I tend to overthink and overworry, so generally I love to be wrong. However, last year, very very early in the pandemic, a colleague told me that a major hospital system was setting up a rehab unit specifically for post-COVID patients. Knowing what we know now…this makes complete sense. But at the time, I remember questioning what a dysphagia SLP could contribute to this. At that moment, the thinking was that it was a viral infection that would just… go away… with recovery in survivors. The term “long haulers” wasn’t around, and we had yet to see any post-COVID patients for dysphagia assessment.

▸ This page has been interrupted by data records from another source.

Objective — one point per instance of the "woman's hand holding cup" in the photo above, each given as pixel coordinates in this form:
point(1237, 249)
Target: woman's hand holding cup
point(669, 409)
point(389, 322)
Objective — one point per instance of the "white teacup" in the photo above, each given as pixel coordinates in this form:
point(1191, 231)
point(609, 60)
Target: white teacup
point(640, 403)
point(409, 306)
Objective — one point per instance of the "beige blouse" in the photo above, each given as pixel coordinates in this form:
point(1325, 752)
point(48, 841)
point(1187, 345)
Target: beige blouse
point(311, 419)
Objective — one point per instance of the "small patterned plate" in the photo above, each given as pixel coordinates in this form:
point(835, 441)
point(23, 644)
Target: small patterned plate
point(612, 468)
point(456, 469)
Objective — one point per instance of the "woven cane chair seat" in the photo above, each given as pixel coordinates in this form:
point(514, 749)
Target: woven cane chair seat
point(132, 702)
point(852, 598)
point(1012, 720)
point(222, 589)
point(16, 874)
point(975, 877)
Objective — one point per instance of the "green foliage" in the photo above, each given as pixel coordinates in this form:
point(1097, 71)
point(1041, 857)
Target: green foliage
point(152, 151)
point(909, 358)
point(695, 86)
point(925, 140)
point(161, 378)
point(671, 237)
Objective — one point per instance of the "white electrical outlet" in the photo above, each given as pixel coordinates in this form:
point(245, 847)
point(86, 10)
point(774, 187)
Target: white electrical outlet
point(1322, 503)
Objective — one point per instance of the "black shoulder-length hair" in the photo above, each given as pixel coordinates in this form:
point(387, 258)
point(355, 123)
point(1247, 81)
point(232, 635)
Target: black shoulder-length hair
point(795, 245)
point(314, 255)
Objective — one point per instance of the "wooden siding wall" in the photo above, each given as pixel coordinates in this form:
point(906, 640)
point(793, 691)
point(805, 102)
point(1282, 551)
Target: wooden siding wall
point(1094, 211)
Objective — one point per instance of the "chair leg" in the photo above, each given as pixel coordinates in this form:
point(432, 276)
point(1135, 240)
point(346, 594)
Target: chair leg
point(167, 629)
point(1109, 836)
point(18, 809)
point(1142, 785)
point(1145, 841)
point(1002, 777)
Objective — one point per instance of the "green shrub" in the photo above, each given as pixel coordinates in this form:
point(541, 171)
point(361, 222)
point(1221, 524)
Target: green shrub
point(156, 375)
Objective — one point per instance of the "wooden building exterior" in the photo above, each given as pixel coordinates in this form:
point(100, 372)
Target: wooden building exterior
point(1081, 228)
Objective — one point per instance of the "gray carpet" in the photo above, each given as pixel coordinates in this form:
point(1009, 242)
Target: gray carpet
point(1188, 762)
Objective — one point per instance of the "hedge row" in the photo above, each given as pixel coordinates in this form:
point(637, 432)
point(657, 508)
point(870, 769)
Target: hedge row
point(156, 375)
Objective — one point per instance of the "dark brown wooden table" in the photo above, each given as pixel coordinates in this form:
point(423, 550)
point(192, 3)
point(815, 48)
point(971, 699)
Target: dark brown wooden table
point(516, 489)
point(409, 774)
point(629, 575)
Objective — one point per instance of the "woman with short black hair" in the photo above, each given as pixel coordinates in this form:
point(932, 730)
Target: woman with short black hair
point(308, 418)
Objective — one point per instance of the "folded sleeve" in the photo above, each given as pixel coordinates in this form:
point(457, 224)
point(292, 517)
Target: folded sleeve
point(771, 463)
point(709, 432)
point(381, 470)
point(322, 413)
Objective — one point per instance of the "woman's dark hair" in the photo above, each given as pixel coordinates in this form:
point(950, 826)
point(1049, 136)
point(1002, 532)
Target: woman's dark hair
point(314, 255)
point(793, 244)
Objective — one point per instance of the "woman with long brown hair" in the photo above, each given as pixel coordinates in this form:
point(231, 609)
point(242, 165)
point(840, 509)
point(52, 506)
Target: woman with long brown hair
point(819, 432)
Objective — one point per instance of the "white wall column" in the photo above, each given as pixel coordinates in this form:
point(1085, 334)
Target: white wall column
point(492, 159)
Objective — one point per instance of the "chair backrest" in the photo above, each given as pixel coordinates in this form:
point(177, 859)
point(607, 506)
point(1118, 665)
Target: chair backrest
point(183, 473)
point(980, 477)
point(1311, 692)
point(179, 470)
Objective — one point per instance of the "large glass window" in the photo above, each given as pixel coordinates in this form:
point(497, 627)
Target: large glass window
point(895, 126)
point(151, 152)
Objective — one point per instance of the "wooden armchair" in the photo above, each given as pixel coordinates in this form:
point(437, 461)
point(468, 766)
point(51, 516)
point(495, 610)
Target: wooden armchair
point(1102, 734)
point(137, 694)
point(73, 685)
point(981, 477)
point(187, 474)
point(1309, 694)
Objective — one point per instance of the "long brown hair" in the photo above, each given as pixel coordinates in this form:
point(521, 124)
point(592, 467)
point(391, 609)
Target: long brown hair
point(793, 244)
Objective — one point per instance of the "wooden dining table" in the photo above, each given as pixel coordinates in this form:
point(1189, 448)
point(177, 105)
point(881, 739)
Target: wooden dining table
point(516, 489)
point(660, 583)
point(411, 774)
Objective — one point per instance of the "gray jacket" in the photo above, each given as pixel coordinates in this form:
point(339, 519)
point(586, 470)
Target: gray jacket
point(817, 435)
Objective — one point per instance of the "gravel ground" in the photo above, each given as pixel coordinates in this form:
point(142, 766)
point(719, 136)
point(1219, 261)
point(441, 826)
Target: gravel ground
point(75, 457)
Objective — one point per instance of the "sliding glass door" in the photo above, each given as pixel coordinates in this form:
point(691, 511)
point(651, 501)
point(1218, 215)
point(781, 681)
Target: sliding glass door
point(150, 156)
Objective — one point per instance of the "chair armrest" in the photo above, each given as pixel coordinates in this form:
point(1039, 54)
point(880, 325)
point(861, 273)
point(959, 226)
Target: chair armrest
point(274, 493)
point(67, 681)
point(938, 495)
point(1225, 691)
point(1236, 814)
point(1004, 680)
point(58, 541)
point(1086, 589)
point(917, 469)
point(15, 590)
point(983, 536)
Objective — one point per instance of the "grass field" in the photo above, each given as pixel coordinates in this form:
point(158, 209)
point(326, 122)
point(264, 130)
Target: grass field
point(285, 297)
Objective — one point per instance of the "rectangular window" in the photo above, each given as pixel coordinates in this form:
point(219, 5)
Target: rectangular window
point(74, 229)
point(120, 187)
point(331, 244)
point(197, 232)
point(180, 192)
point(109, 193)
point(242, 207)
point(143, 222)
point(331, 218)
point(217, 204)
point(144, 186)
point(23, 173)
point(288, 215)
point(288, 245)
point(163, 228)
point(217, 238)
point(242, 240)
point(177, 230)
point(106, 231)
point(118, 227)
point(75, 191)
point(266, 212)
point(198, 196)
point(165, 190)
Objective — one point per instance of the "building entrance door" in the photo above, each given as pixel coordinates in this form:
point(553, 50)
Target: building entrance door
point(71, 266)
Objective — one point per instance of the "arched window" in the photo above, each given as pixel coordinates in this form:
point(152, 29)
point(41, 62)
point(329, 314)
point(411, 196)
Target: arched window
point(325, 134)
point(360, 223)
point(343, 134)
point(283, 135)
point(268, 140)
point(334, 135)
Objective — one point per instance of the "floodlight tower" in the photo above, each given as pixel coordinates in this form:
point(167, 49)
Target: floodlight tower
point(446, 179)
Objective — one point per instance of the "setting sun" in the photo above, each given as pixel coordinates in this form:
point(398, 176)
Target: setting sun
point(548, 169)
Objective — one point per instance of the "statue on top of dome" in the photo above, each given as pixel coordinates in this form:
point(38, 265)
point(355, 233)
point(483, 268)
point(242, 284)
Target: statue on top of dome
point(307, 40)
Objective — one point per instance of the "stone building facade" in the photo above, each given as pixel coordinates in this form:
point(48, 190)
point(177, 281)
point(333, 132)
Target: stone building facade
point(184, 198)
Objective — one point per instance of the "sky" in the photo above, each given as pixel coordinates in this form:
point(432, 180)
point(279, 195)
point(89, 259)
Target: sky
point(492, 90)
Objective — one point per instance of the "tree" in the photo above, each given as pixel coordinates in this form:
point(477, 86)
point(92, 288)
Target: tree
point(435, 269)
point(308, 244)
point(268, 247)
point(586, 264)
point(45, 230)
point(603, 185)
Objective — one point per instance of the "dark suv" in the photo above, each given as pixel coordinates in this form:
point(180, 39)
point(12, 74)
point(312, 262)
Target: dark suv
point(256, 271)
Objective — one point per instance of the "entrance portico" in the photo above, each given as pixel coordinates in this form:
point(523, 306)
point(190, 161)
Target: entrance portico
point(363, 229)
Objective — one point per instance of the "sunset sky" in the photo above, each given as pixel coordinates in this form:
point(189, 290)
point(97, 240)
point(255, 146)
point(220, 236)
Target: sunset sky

Now here we are in mid-May 2021, and though we still have quite a bit to learn about post-COVID dysphagia- it is clear that lingering dysphagia is prevalent outcome. There is very little literature out there so far, so we don’t yet know the extent-or even the etiology (deconditioning? respiratory compromise? neurological damage? all of the above?). I asked our teams to start collecting examples of our post-COVID studies, and at this point, we have more than I can look at in a year.
Right now, they are characterized by everything from timing to incomplete airway closure, post swallow residue throughout the pharynx, difficulty in coordination of breathing and swallowing to …completely normal, just like we can see with patients post-CVA, TBI or with CA. My prediction at this moment is that there is no “profile” for post-COVID dysphagia, and that we will need to thoroughly assess each patient and use good clinical judgement that takes into account the clinical and instrumental findings, patient needs, and medical status to establish a plan of care. I could always be wrong again… but even so, looking at all the factors that can impact patient outcomes should always be our main objective, regardless of where it came from. The video is actually a compilation of several different patients-each clip is a different patient-to highlight the variety of impairments seen.